Dr. A is not part of the trauma group, he sometimes take call for trauma. Both share the same tax idd(which i don't think matters because they are not in the same group). It seems to me that because Dr.B is now caring post surg. that billing a subsequent would be the correct coding 99231 - 99233 with modifier 55 instead of billing the surg. code because they had no part in the surg. and Dr. A should be bill the surgl procedure with modifier 54 to indicated that he did not provide the entire global package.
Post Operative Management
CPT appendix A-Modifiers gives direction on this issue
55 Postoperative Management Only: when 1 physician performed the postoperative management and another physician performed the surgical procedure, the postoperative component may be identified by adding modifier 55 to the ususal procedure number.

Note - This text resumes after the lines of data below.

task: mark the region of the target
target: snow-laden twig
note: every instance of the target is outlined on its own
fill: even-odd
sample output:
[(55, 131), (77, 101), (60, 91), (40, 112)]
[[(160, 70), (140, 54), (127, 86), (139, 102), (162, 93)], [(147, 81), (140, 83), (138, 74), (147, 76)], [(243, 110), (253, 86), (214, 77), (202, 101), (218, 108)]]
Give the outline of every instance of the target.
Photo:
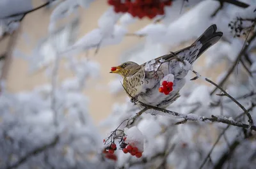
[(20, 12), (20, 13), (12, 14), (11, 15), (6, 16), (6, 17), (5, 17), (4, 18), (0, 18), (0, 19), (7, 18), (10, 18), (10, 17), (17, 17), (17, 16), (20, 16), (20, 15), (23, 15), (23, 17), (19, 20), (19, 21), (21, 21), (24, 18), (26, 15), (27, 15), (27, 14), (28, 14), (29, 13), (33, 12), (33, 11), (35, 11), (36, 10), (38, 10), (39, 9), (41, 9), (42, 8), (44, 8), (45, 6), (47, 6), (47, 5), (50, 4), (52, 3), (52, 1), (55, 1), (55, 0), (48, 1), (47, 3), (43, 4), (42, 4), (42, 5), (40, 5), (40, 6), (39, 6), (35, 8), (34, 8), (34, 9), (32, 9), (31, 10), (28, 10), (28, 11), (24, 11), (24, 12)]
[[(129, 121), (129, 125), (131, 125), (132, 123), (134, 123), (135, 120), (139, 116), (140, 116), (142, 114), (142, 113), (146, 112), (148, 110), (154, 110), (156, 111), (161, 112), (165, 114), (168, 114), (171, 116), (175, 117), (177, 119), (184, 119), (185, 121), (203, 121), (203, 122), (222, 122), (222, 123), (234, 126), (237, 126), (237, 127), (245, 128), (245, 129), (251, 129), (252, 130), (256, 131), (256, 126), (254, 125), (248, 125), (246, 124), (244, 124), (244, 123), (242, 123), (240, 122), (236, 121), (234, 120), (230, 120), (224, 116), (212, 115), (211, 117), (205, 117), (198, 116), (198, 115), (197, 115), (196, 114), (180, 114), (180, 113), (168, 110), (166, 110), (166, 109), (163, 108), (148, 105), (144, 104), (143, 103), (141, 103), (141, 102), (140, 102), (140, 104), (141, 105), (142, 105), (143, 107), (144, 107), (144, 108), (142, 110), (141, 110), (139, 113), (138, 113), (136, 115), (134, 115), (134, 117), (132, 117), (132, 118), (130, 119), (130, 121)], [(246, 112), (247, 112), (247, 113), (248, 113), (247, 110)], [(245, 112), (244, 112), (244, 113), (245, 113)], [(183, 122), (183, 123), (184, 123), (184, 122)], [(178, 123), (177, 124), (179, 124), (180, 123)]]
[[(196, 71), (193, 71), (193, 73), (195, 73), (196, 75), (196, 78), (198, 78), (198, 77), (201, 77), (201, 75), (200, 75)], [(219, 94), (219, 96), (226, 96), (228, 98), (229, 98), (232, 101), (233, 101), (236, 105), (237, 105), (246, 114), (246, 115), (248, 116), (249, 120), (248, 120), (248, 122), (250, 123), (250, 126), (254, 126), (253, 124), (253, 121), (251, 115), (248, 113), (248, 110), (244, 108), (244, 106), (243, 106), (238, 101), (237, 101), (236, 99), (234, 99), (232, 96), (231, 96), (230, 94), (228, 94), (223, 89), (222, 89), (220, 86), (219, 86), (218, 85), (217, 85), (216, 84), (215, 84), (214, 82), (213, 82), (212, 80), (209, 80), (209, 78), (204, 77), (204, 80), (208, 82), (209, 82), (210, 84), (214, 85), (216, 87), (217, 87), (218, 89), (219, 89), (220, 90), (221, 90), (223, 92), (223, 94)]]
[[(255, 105), (252, 105), (250, 108), (248, 108), (247, 110), (248, 112), (251, 111), (253, 108), (254, 108)], [(238, 119), (239, 119), (241, 117), (242, 117), (245, 113), (243, 113), (242, 114), (240, 114), (239, 115), (238, 115), (237, 117), (236, 117), (235, 118), (235, 120), (237, 120)], [(216, 139), (216, 142), (214, 142), (214, 143), (213, 144), (212, 148), (211, 149), (210, 151), (208, 152), (207, 156), (205, 157), (205, 158), (204, 159), (203, 163), (202, 163), (202, 165), (200, 165), (200, 166), (199, 167), (199, 169), (202, 169), (204, 165), (205, 164), (207, 159), (209, 158), (210, 158), (211, 154), (212, 152), (213, 149), (215, 148), (216, 145), (217, 145), (217, 143), (218, 143), (218, 142), (220, 141), (220, 138), (221, 138), (222, 135), (223, 135), (225, 134), (225, 133), (226, 132), (226, 131), (228, 129), (228, 128), (230, 126), (230, 125), (227, 126), (223, 131), (219, 135), (218, 138)]]
[[(254, 24), (253, 24), (254, 26), (255, 26), (255, 23), (256, 23), (256, 21), (254, 21)], [(254, 27), (254, 26), (252, 26), (252, 27)], [(253, 28), (251, 30), (252, 30), (252, 29), (253, 29)], [(250, 31), (250, 32), (251, 32), (251, 31)], [(248, 34), (248, 36), (250, 34), (250, 33), (249, 33)], [(242, 55), (244, 55), (244, 54), (246, 52), (247, 49), (248, 48), (248, 47), (250, 46), (250, 44), (256, 38), (256, 33), (253, 32), (253, 34), (252, 35), (252, 36), (250, 38), (248, 38), (248, 36), (246, 37), (244, 43), (244, 47), (242, 48), (242, 50), (240, 51), (240, 52), (237, 55), (235, 62), (233, 63), (233, 65), (227, 71), (226, 76), (223, 78), (223, 80), (218, 84), (219, 86), (222, 86), (225, 84), (225, 82), (228, 80), (229, 76), (231, 75), (231, 73), (235, 70), (235, 68), (236, 67), (237, 63), (240, 61), (241, 57), (242, 57)], [(248, 39), (248, 40), (247, 40), (247, 39)], [(211, 92), (211, 95), (212, 95), (218, 89), (218, 88), (217, 87), (215, 87), (214, 89)]]

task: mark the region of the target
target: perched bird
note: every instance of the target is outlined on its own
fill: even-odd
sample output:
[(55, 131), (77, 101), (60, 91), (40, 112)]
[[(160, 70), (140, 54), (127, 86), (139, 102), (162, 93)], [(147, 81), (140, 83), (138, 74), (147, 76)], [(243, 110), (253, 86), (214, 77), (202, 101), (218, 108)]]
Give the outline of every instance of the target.
[[(132, 102), (165, 108), (180, 97), (179, 91), (186, 82), (184, 77), (189, 71), (188, 67), (221, 38), (223, 33), (216, 30), (216, 26), (212, 25), (189, 47), (141, 65), (126, 62), (112, 67), (110, 73), (124, 78), (124, 88)], [(164, 94), (159, 89), (161, 80), (168, 75), (173, 75), (173, 85), (172, 92)]]

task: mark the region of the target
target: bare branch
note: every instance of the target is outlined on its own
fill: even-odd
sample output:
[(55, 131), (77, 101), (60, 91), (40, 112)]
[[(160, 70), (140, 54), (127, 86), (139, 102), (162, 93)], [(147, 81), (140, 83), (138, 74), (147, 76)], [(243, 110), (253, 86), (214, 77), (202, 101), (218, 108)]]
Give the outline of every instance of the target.
[(207, 78), (205, 78), (205, 80), (210, 84), (214, 85), (216, 87), (218, 87), (220, 90), (221, 90), (227, 97), (228, 97), (230, 99), (232, 99), (236, 104), (237, 104), (243, 111), (248, 116), (249, 120), (248, 122), (250, 125), (253, 126), (253, 121), (252, 120), (251, 115), (248, 112), (247, 110), (239, 103), (238, 102), (236, 99), (235, 99), (233, 97), (232, 97), (230, 95), (229, 95), (225, 90), (223, 90), (221, 87), (220, 87), (218, 85), (213, 82), (212, 81), (209, 80)]
[[(55, 1), (55, 0), (53, 0), (53, 1)], [(20, 13), (12, 14), (12, 15), (10, 15), (5, 17), (0, 18), (0, 19), (8, 18), (10, 18), (10, 17), (17, 17), (17, 16), (20, 16), (20, 15), (23, 15), (23, 17), (19, 20), (19, 21), (21, 21), (24, 18), (26, 15), (27, 15), (27, 14), (28, 14), (29, 13), (33, 12), (33, 11), (35, 11), (36, 10), (38, 10), (42, 8), (44, 8), (44, 7), (49, 5), (51, 3), (51, 1), (49, 1), (48, 2), (47, 2), (47, 3), (45, 3), (43, 4), (42, 4), (42, 5), (40, 5), (40, 6), (39, 6), (35, 8), (34, 8), (34, 9), (32, 9), (31, 10), (28, 10), (28, 11), (24, 11), (24, 12), (20, 12)]]

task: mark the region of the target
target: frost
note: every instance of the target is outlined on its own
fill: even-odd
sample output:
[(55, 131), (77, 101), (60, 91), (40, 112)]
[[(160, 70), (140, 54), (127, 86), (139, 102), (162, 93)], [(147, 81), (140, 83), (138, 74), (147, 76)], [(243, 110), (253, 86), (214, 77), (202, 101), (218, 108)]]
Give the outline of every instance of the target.
[(148, 64), (150, 65), (155, 64), (156, 63), (156, 60), (155, 59), (152, 59), (150, 61), (149, 61)]
[(144, 151), (144, 136), (136, 126), (125, 128), (124, 133), (127, 135), (125, 143), (136, 147), (141, 152)]
[(168, 74), (164, 77), (160, 81), (160, 85), (162, 85), (163, 81), (172, 82), (174, 80), (174, 75), (173, 74)]
[(153, 119), (143, 119), (138, 125), (138, 128), (148, 140), (154, 139), (161, 131), (159, 122)]
[(129, 13), (123, 15), (120, 19), (120, 22), (123, 26), (128, 26), (131, 24), (133, 24), (136, 20), (136, 19)]
[(234, 17), (241, 17), (242, 18), (256, 18), (256, 13), (255, 10), (256, 9), (256, 5), (250, 5), (246, 8), (244, 10), (237, 11)]
[(147, 71), (151, 71), (154, 70), (154, 65), (150, 64), (149, 62), (147, 62), (146, 63), (146, 65), (145, 66), (145, 70)]
[(187, 115), (187, 117), (188, 119), (193, 119), (195, 121), (197, 121), (199, 117), (198, 115), (194, 114), (189, 114)]
[(161, 58), (161, 59), (159, 60), (160, 62), (164, 62), (164, 59), (163, 59), (163, 58)]

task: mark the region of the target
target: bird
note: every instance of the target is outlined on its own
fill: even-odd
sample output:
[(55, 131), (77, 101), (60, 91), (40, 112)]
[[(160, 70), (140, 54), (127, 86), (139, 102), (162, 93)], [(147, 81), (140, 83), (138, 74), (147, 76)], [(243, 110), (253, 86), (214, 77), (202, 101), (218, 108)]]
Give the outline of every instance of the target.
[[(185, 85), (189, 66), (222, 37), (223, 33), (216, 31), (216, 25), (212, 24), (189, 47), (140, 65), (125, 62), (112, 67), (109, 73), (122, 77), (122, 85), (131, 102), (140, 107), (144, 104), (166, 108), (180, 96), (179, 91)], [(172, 91), (165, 94), (159, 92), (161, 82), (170, 75), (173, 77)]]

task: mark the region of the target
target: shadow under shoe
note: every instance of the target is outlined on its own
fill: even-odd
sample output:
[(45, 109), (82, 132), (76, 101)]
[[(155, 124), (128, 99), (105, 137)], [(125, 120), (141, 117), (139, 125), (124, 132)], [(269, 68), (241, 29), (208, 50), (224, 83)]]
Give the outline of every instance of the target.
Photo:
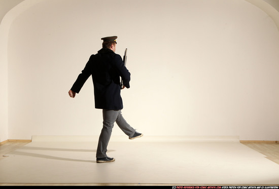
[(144, 136), (143, 134), (140, 133), (138, 133), (137, 132), (135, 131), (134, 132), (134, 135), (132, 136), (131, 136), (130, 137), (129, 137), (129, 139), (134, 139), (135, 138), (136, 138), (141, 137), (143, 136)]
[(106, 158), (97, 158), (97, 163), (109, 163), (113, 162), (115, 161), (114, 158), (106, 157)]

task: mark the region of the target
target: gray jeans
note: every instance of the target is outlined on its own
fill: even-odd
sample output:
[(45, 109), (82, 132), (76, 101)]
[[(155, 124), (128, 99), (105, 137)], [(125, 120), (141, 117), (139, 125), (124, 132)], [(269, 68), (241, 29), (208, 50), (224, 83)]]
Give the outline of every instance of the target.
[(99, 137), (96, 158), (105, 158), (107, 156), (107, 147), (111, 138), (114, 122), (128, 135), (131, 137), (135, 130), (131, 127), (125, 120), (121, 114), (121, 110), (102, 110), (103, 126)]

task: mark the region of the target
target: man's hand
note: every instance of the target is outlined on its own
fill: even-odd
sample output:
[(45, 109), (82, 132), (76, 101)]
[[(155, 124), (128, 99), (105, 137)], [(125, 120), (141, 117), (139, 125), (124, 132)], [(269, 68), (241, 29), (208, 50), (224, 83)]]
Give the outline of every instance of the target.
[(76, 93), (71, 90), (69, 91), (68, 93), (69, 93), (70, 97), (75, 98), (76, 96)]

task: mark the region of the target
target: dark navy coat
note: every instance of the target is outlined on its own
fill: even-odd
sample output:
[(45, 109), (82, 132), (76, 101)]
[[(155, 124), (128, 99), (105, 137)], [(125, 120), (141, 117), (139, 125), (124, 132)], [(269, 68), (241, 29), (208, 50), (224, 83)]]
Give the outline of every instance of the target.
[(130, 73), (120, 55), (107, 48), (102, 48), (97, 54), (91, 55), (71, 90), (79, 93), (91, 75), (94, 85), (95, 108), (123, 109), (120, 77), (123, 80), (124, 86), (129, 88)]

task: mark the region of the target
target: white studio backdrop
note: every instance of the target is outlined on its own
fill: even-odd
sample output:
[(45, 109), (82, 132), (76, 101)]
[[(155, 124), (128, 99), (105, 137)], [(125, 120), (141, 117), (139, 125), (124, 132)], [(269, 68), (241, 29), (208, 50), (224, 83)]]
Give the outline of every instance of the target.
[[(279, 32), (244, 0), (45, 0), (8, 42), (8, 138), (98, 135), (89, 78), (67, 94), (100, 39), (128, 50), (123, 116), (146, 135), (278, 140)], [(124, 135), (115, 124), (113, 135)]]

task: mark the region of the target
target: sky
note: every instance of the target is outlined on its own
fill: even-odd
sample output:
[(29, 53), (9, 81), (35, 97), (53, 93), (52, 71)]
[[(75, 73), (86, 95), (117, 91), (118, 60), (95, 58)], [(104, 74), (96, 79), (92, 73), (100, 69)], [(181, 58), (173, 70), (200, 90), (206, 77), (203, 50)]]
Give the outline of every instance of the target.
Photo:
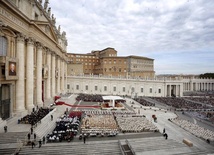
[[(43, 0), (44, 2), (44, 0)], [(214, 0), (49, 0), (68, 53), (112, 47), (156, 74), (214, 73)]]

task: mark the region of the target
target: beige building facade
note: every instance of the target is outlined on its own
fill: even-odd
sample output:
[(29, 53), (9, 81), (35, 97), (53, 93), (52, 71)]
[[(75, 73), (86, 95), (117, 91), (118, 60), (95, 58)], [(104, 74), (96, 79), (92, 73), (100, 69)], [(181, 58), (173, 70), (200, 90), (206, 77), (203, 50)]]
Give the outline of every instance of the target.
[(0, 118), (66, 92), (67, 39), (48, 2), (0, 0)]
[[(68, 75), (93, 74), (104, 76), (122, 76), (122, 77), (139, 77), (154, 78), (154, 59), (140, 56), (117, 56), (114, 48), (106, 48), (101, 51), (92, 51), (89, 54), (68, 54), (69, 66)], [(93, 59), (92, 59), (93, 58)], [(79, 70), (73, 70), (76, 64)], [(73, 73), (72, 73), (73, 71)], [(70, 74), (71, 73), (71, 74)]]

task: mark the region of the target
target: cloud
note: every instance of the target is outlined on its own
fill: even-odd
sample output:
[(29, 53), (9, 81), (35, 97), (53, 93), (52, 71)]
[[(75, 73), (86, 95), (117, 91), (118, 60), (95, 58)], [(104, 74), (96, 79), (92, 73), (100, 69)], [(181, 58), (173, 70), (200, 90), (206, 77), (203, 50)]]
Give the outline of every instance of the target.
[(69, 53), (113, 47), (120, 56), (154, 58), (157, 73), (213, 70), (212, 1), (51, 0), (50, 6), (66, 31)]

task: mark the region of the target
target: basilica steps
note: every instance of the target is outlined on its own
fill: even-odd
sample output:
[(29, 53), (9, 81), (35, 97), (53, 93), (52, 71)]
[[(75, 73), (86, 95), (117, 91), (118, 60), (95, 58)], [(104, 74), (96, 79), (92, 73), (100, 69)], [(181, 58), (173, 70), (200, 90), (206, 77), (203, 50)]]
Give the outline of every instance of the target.
[(75, 154), (75, 155), (121, 155), (118, 141), (87, 141), (70, 143), (47, 143), (38, 148), (38, 145), (32, 149), (31, 146), (25, 146), (21, 149), (20, 155), (27, 154)]
[(182, 142), (177, 142), (173, 139), (165, 139), (164, 137), (149, 137), (149, 138), (139, 138), (139, 139), (128, 139), (127, 144), (131, 150), (138, 154), (143, 152), (143, 155), (194, 155), (200, 154), (205, 155), (206, 152), (199, 150), (197, 147), (188, 147)]

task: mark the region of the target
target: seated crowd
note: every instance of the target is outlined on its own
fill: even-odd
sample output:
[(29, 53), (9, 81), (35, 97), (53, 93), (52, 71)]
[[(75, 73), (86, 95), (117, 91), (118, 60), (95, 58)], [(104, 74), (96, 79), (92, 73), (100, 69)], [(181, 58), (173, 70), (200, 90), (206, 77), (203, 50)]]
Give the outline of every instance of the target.
[(214, 98), (210, 98), (210, 97), (208, 97), (208, 98), (207, 97), (186, 97), (186, 99), (214, 106)]
[(168, 106), (174, 107), (176, 110), (201, 110), (209, 109), (209, 106), (204, 104), (198, 104), (195, 102), (187, 101), (184, 98), (175, 98), (175, 97), (150, 97), (158, 102), (164, 103)]
[(192, 133), (197, 137), (200, 137), (209, 142), (214, 141), (214, 132), (209, 129), (205, 129), (203, 127), (198, 126), (197, 124), (193, 124), (190, 121), (183, 120), (180, 118), (170, 119), (170, 121), (174, 122), (181, 128), (185, 129), (186, 131)]
[(214, 111), (195, 111), (188, 114), (214, 124)]
[(70, 113), (62, 115), (56, 121), (56, 127), (51, 134), (47, 135), (48, 142), (70, 142), (79, 132), (81, 122), (80, 113)]
[(101, 95), (89, 95), (89, 94), (79, 94), (76, 97), (77, 101), (85, 101), (85, 102), (103, 102), (103, 98)]
[(121, 132), (158, 131), (158, 128), (143, 116), (116, 114), (117, 124)]
[(31, 124), (31, 125), (36, 125), (38, 122), (42, 120), (52, 109), (49, 108), (33, 108), (33, 111), (31, 114), (28, 114), (24, 116), (23, 118), (18, 120), (18, 123), (23, 123), (23, 124)]
[(111, 111), (87, 110), (82, 119), (81, 132), (89, 136), (116, 136), (118, 128)]
[(148, 102), (142, 98), (134, 98), (135, 101), (137, 101), (138, 103), (140, 103), (141, 105), (143, 106), (152, 106), (154, 107), (155, 106), (155, 103), (151, 103), (151, 102)]

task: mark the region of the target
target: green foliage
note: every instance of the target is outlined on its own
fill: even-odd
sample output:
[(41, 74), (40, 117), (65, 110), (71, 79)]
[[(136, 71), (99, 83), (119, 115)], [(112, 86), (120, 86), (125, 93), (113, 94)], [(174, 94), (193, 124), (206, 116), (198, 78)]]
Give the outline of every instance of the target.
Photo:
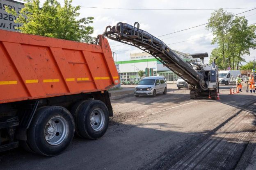
[[(39, 0), (26, 1), (25, 7), (14, 21), (23, 24), (19, 28), (22, 32), (76, 41), (93, 41), (90, 34), (94, 29), (89, 24), (93, 22), (94, 18), (77, 20), (80, 7), (73, 7), (72, 0), (65, 0), (63, 7), (56, 0), (46, 0), (41, 7)], [(6, 9), (7, 12), (17, 15), (13, 9)]]
[(206, 28), (215, 36), (212, 43), (218, 45), (212, 52), (210, 61), (218, 57), (215, 62), (220, 69), (238, 69), (245, 61), (243, 56), (249, 55), (249, 50), (256, 47), (256, 27), (248, 25), (245, 16), (234, 18), (233, 14), (221, 8), (212, 13), (208, 20)]
[(144, 72), (142, 70), (140, 70), (138, 72), (138, 75), (140, 78), (142, 78), (143, 75), (144, 74)]
[(255, 63), (255, 62), (254, 65), (254, 61), (250, 61), (247, 63), (245, 65), (242, 66), (240, 69), (242, 70), (251, 70), (253, 68), (255, 68), (255, 67), (256, 67), (256, 63)]

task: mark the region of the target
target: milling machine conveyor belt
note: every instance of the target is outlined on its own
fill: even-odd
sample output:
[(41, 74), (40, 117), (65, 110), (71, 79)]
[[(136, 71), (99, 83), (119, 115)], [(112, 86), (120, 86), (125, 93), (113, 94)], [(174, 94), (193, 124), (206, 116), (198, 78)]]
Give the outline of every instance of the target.
[[(137, 23), (134, 26), (119, 23), (116, 26), (107, 27), (104, 34), (110, 39), (135, 46), (150, 54), (190, 85), (198, 86), (204, 75), (194, 69), (191, 64), (180, 58), (162, 41), (139, 29), (139, 25)], [(208, 54), (201, 55), (208, 57)]]

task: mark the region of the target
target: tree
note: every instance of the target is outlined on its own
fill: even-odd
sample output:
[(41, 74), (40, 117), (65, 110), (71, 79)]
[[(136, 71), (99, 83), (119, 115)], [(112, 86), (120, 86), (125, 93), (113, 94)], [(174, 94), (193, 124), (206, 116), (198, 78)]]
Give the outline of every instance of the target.
[(232, 20), (232, 27), (228, 35), (231, 45), (228, 49), (231, 54), (233, 68), (236, 63), (236, 69), (239, 69), (241, 61), (245, 61), (245, 54), (250, 55), (249, 49), (256, 47), (256, 27), (248, 25), (248, 20), (244, 16), (235, 17)]
[(254, 61), (252, 61), (247, 63), (244, 66), (242, 66), (241, 67), (241, 70), (252, 70), (253, 68), (254, 68), (254, 66), (255, 67), (256, 65), (255, 64), (255, 63), (254, 63)]
[(231, 27), (233, 15), (223, 9), (220, 8), (212, 13), (211, 17), (208, 19), (208, 23), (206, 26), (208, 30), (210, 30), (215, 37), (213, 39), (212, 44), (217, 43), (222, 52), (222, 67), (225, 70), (225, 44), (226, 43), (226, 35)]
[(76, 41), (93, 41), (90, 34), (94, 29), (89, 25), (94, 18), (76, 20), (80, 7), (73, 7), (72, 0), (65, 0), (63, 7), (56, 0), (46, 0), (41, 7), (39, 0), (25, 1), (18, 15), (14, 9), (6, 8), (7, 12), (18, 16), (14, 22), (22, 24), (21, 32)]
[(218, 47), (213, 50), (210, 57), (209, 63), (211, 64), (213, 62), (213, 60), (215, 58), (217, 57), (215, 61), (215, 64), (218, 66), (219, 69), (224, 70), (225, 68), (226, 68), (228, 67), (228, 66), (226, 64), (226, 62), (225, 62), (225, 66), (223, 67), (223, 65), (222, 64), (223, 59), (222, 57), (220, 57), (220, 56), (222, 55), (222, 52), (221, 49)]
[(139, 75), (139, 78), (142, 78), (144, 75), (144, 72), (142, 71), (142, 70), (140, 70), (138, 72), (138, 75)]
[(219, 58), (215, 61), (220, 69), (230, 67), (234, 70), (236, 65), (238, 70), (241, 62), (245, 61), (244, 55), (250, 54), (250, 49), (255, 49), (256, 26), (248, 25), (244, 16), (233, 19), (232, 14), (221, 8), (212, 13), (208, 20), (206, 28), (215, 36), (212, 44), (218, 45), (212, 52), (210, 61), (221, 56), (221, 62)]

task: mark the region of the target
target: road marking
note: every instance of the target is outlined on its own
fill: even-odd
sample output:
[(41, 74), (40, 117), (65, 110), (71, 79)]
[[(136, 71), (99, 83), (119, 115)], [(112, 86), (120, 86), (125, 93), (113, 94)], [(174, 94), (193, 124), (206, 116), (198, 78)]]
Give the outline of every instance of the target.
[(75, 78), (69, 78), (66, 79), (66, 81), (67, 82), (70, 82), (71, 81), (75, 81)]
[(185, 106), (185, 105), (189, 104), (191, 104), (191, 103), (194, 103), (195, 102), (197, 102), (197, 101), (194, 101), (194, 102), (190, 102), (190, 103), (185, 103), (185, 104), (179, 105), (178, 106), (174, 106), (174, 107), (170, 107), (169, 108), (168, 108), (168, 109), (165, 109), (165, 110), (161, 110), (161, 111), (157, 111), (156, 112), (153, 113), (151, 113), (151, 115), (153, 115), (153, 114), (155, 114), (158, 113), (162, 112), (162, 111), (166, 111), (167, 110), (170, 110), (170, 109), (172, 109), (176, 108), (176, 107), (181, 107), (181, 106)]
[(33, 79), (33, 80), (26, 80), (26, 83), (38, 83), (38, 80)]
[(0, 82), (0, 85), (16, 84), (18, 82), (16, 81), (4, 81)]
[(45, 79), (43, 80), (44, 83), (50, 83), (52, 82), (59, 82), (59, 79)]

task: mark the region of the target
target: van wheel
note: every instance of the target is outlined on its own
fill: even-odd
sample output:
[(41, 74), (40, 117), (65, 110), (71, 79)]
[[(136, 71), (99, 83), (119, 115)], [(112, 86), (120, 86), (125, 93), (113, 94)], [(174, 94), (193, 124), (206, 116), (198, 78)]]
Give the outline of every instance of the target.
[(77, 125), (76, 132), (83, 138), (96, 139), (107, 131), (108, 109), (101, 101), (87, 100), (82, 102), (73, 115)]
[(226, 81), (225, 82), (225, 85), (229, 85), (229, 81)]
[(48, 106), (35, 113), (28, 130), (27, 144), (35, 152), (57, 155), (71, 143), (75, 123), (71, 113), (60, 106)]
[(164, 92), (163, 92), (163, 94), (164, 95), (166, 95), (167, 93), (167, 89), (166, 88), (166, 87), (165, 87), (165, 90), (164, 91)]
[(154, 91), (153, 91), (153, 94), (152, 95), (152, 97), (154, 97), (155, 96), (156, 96), (156, 91), (155, 91), (155, 90), (154, 90)]

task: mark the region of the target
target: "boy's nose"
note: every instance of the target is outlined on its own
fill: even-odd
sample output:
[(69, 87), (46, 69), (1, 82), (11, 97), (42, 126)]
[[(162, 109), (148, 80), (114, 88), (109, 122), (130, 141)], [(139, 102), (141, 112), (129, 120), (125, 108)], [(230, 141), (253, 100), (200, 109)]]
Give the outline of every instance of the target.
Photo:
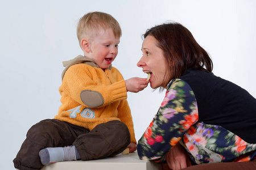
[(110, 53), (111, 54), (115, 54), (118, 52), (117, 49), (115, 48), (115, 47), (113, 47), (110, 50)]

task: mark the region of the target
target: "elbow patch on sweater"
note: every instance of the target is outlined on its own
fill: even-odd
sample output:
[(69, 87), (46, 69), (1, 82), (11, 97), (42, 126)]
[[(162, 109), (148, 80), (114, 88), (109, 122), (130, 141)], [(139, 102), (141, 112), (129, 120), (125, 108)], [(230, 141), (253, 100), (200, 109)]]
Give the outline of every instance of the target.
[(103, 105), (104, 99), (97, 91), (84, 90), (80, 94), (82, 102), (90, 108), (97, 108)]

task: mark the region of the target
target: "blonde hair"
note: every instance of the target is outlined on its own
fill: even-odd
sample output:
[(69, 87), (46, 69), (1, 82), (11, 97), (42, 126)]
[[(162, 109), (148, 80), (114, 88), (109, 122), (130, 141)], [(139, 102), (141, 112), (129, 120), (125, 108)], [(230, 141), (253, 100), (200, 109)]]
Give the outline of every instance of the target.
[(88, 13), (80, 18), (77, 25), (79, 42), (85, 37), (93, 40), (94, 36), (97, 36), (100, 29), (105, 31), (108, 28), (112, 29), (115, 37), (122, 36), (120, 25), (111, 15), (101, 12)]

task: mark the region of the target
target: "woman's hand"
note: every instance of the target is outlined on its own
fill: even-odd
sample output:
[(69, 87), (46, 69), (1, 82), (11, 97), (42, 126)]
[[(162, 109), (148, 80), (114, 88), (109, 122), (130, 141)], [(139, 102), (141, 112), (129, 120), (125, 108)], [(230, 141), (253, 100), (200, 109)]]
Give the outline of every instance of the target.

54 Surgical Care Only: When 1 physician performs a surgical procedure and another provides the preopertive and/or postoperative management, surgical services may be identified by adding the modifier 54 to the ususal procedure number.
I interpret the "usual procedure number" to mean the surgery code. I see how one could interpret it as the E&M visit.
But we have always done it using the surgery code. It seems like CMS should be able to provide you with clarification. Have you checked you carrier web site?
Louise
Post operative management
Not yet. but i just does not seem correct to bill the surg. cpt coded for dr. B..to me it would seem like Dr.B had part in the surg.procedure..when he did not..he his only manageing post care...
Post Operative Management
Yes, you can't bill a surgery code for Dr. B, just bill 99231-99233 with modifer 54.
Modifier -54
Modifier 54 is a surgical split global modifier and cannot go on an E/M code. Modifier 54 is used on the surgery code when the surgeon performs the pre-op visit, the surgery and the hospital visits. Modifier -55 is used when post-op care is transferred to another physician, that physician bills the surgical date and code for surgery and the -55 modifier after the first post-op visit following hospital discharge.